Sobre os biomarcadores, cada vez mais usados na sepse, assinale a afirmativa incorreta.
- A)Os níveis de procalcitonina caem rapidamente, quando antibioticoterapia adequada é iniciada.
Certa: a procalcitonina tende a cair rapidamente com controle adequado da infecção e antibioticoterapia efetiva.
- B)Os biomarcadores são utilizados no diagnóstico, prognóstico e monitorização da resposta terapêutica.
Certa: biomarcadores podem ser usados para diagnóstico, prognóstico e monitorização da resposta ao tratamento.
- C)As medidas seriadas de lactato tem sido utilizadas no acompanhamento dos quadros de sepse e da resposta ao tratamento.
Certa: o lactato seriado é amplamente usado na sepse para acompanhar hipoperfusão e resposta terapêutica.
- D)A síntese de proteína C reativa ocorre no fígado, estimulada principalmente pela interleucina-6, fator de necrose tumoral e interleucina-1.
Certa: a proteína C reativa é produzida no fígado, estimulada sobretudo por IL-6, além de IL-1 e TNF.
- E)Os valores de procalcitonina são alterados pelo uso de quimioterapia e corticoides, não sendo usados no controle em pacientes oncológicos.

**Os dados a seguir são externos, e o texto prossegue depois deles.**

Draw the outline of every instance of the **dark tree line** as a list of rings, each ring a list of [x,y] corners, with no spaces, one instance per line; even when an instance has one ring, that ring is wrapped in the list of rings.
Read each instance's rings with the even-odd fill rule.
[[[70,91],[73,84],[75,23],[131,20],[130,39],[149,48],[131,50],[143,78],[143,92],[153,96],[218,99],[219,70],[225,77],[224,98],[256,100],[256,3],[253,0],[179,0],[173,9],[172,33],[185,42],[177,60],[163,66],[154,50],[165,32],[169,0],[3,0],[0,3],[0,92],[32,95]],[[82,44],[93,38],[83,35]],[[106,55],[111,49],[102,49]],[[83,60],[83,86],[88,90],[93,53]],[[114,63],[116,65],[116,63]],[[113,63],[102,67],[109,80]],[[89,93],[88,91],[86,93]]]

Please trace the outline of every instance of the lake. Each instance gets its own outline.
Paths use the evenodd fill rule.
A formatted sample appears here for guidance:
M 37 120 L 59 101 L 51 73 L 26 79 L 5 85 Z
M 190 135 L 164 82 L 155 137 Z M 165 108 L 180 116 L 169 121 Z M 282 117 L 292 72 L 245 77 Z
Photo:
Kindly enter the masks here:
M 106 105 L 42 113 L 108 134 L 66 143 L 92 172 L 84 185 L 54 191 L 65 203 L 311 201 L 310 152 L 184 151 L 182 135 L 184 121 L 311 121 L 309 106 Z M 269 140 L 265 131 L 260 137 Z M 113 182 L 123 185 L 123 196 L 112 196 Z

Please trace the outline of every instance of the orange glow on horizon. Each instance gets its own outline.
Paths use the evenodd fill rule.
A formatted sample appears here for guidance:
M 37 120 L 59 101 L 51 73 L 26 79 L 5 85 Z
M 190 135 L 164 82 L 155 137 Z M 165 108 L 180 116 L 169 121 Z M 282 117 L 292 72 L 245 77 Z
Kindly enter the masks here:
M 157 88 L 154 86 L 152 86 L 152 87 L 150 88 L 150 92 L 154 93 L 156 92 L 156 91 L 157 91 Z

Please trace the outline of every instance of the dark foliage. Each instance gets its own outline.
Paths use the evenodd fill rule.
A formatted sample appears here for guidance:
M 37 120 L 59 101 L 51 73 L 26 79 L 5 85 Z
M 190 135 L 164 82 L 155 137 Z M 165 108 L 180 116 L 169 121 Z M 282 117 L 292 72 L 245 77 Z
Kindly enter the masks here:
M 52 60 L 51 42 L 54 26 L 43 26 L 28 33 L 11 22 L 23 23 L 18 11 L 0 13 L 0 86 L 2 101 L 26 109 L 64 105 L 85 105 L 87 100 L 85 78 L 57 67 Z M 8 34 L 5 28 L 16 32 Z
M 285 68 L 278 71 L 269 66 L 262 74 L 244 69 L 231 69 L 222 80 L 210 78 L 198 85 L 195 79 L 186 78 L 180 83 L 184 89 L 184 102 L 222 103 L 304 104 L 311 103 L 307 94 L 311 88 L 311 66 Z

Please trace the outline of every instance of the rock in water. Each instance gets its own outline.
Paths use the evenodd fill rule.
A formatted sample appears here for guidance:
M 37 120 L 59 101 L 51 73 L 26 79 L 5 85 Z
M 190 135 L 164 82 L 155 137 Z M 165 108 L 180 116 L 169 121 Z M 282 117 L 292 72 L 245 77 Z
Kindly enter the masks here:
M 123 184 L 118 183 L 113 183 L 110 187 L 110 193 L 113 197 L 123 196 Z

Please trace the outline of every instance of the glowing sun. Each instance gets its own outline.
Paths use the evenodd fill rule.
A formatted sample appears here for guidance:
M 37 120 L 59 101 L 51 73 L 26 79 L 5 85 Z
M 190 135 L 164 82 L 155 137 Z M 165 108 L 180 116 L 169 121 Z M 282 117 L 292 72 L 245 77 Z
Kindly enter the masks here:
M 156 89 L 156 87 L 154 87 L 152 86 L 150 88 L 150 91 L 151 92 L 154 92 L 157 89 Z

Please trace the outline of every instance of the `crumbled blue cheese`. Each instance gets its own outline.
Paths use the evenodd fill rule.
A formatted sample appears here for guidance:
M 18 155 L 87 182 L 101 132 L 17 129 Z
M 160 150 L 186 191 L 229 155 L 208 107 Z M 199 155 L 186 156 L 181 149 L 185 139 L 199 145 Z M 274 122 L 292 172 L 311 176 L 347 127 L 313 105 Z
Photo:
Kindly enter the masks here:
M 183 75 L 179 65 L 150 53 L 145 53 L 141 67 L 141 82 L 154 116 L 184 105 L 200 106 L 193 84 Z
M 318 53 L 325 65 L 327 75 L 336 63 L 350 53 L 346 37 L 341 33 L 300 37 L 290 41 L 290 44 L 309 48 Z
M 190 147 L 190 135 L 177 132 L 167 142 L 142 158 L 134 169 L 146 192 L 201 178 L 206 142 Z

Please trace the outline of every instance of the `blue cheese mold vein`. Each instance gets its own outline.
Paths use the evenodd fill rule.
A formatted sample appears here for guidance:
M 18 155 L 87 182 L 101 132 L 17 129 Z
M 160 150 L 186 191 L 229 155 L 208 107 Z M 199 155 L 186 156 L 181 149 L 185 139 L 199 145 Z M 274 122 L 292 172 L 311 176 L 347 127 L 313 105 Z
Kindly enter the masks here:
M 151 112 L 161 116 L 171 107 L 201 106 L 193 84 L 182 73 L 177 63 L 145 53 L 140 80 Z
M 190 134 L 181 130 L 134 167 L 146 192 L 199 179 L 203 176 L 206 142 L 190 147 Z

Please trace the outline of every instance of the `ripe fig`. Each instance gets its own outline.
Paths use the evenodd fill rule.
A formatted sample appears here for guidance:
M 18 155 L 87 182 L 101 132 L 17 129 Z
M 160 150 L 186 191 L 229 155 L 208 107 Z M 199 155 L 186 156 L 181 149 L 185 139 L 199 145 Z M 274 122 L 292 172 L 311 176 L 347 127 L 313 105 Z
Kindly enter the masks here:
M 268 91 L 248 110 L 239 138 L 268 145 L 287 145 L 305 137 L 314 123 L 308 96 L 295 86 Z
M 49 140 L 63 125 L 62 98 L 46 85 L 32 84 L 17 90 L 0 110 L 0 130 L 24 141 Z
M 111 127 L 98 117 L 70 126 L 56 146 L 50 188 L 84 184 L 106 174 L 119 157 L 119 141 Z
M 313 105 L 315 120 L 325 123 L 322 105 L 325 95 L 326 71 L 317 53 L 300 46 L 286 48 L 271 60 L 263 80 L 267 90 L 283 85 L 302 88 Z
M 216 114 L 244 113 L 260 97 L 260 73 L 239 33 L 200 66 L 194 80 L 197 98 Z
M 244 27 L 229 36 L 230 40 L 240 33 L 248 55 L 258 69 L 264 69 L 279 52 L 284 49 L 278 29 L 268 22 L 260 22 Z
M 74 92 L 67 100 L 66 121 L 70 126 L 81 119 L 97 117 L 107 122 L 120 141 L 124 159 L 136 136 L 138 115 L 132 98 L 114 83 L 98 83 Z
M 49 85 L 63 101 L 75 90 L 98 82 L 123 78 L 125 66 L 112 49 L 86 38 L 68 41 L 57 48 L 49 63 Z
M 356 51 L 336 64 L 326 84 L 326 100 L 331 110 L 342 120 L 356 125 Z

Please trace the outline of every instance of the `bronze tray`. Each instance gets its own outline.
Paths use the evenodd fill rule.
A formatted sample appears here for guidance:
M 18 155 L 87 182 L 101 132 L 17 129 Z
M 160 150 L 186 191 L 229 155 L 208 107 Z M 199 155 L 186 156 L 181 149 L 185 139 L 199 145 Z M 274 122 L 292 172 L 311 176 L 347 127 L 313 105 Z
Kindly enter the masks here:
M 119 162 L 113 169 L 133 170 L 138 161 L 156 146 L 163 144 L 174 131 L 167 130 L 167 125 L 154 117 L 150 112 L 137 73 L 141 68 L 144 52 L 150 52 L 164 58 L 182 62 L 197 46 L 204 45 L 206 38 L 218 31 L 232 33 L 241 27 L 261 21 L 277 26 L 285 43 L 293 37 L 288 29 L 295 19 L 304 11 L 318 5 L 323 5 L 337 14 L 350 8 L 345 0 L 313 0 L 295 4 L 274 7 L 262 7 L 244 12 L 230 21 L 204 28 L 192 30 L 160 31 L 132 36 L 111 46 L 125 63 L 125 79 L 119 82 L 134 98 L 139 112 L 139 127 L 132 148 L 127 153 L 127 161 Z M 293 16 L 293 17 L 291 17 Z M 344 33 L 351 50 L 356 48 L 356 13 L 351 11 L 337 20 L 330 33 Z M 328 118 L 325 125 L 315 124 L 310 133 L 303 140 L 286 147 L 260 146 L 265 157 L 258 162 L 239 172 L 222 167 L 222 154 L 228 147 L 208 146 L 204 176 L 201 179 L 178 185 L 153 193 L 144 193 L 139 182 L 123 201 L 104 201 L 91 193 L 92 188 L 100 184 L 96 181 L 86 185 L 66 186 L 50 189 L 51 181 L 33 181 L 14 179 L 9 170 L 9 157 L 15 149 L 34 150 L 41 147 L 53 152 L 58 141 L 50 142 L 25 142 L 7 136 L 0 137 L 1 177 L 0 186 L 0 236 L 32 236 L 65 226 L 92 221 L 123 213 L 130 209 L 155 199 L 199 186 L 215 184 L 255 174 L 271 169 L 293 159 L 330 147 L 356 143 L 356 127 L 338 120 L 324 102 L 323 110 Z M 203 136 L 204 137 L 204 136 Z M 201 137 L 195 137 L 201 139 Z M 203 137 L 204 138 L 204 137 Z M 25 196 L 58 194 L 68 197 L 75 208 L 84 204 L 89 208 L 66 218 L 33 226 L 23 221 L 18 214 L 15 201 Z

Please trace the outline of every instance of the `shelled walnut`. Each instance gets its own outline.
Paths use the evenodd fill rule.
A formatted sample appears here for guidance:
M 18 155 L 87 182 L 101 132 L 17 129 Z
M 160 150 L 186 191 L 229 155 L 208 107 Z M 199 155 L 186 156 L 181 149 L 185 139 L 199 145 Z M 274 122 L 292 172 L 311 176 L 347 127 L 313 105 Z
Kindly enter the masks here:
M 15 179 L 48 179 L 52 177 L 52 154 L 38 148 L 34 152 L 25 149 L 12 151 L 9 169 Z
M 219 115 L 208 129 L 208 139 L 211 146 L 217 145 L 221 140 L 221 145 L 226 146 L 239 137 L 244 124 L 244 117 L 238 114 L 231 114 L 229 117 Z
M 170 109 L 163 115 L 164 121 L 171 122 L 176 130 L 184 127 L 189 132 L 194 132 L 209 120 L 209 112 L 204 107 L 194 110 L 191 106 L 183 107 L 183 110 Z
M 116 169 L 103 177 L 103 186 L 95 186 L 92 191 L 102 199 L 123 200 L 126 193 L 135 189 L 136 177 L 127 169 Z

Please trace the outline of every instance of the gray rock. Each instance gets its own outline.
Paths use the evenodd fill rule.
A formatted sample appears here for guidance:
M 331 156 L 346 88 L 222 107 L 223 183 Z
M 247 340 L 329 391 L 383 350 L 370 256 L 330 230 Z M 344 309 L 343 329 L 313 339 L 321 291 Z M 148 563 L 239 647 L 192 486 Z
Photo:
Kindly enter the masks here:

Errada: quimioterapia e corticoides não impedem o uso da procalcitonina no acompanhamento de pacientes oncológicos, embora a interpretação deva ser contextualizada.
Gabarito: E
Na sepse, biomarcadores ajudam a “enxergar” o que nem sempre o exame físico entrega com clareza: inflamação, gravidade e resposta ao tratamento. Por isso, eles entram no diagnóstico, no prognóstico e no acompanhamento, mas nunca devem ser usados sozinhos como se fossem uma bola de cristal. Eles complementam a clínica, não substituem o raciocínio clínico. A procalcitonina costuma subir em infecções bacterianas e cair quando o foco infeccioso é controlado e a antibioticoterapia está adequada, o que a torna útil para monitorização. Já o lactato é muito importante porque traduz hipoperfusão e gravidade, sendo comum a dosagem seriada para ver se o paciente está respondendo à ressuscitação e ao tratamento. A proteína C reativa é produzida no fígado, principalmente estimulada pela interleucina-6, mas também por outras citocinas inflamatórias, como IL-1 e TNF. É um marcador inespecífico, porém útil quando interpretado em conjunto com o quadro clínico e outros exames. O erro da alternativa E está em afirmar que quimioterapia e corticoides tornam a procalcitonina inutilizável em pacientes oncológicos. Isso é forte demais. Esses pacientes podem, sim, ser acompanhados com procalcitonina, embora a interpretação deva levar em conta o contexto clínico e possíveis particularidades da imunossupressão.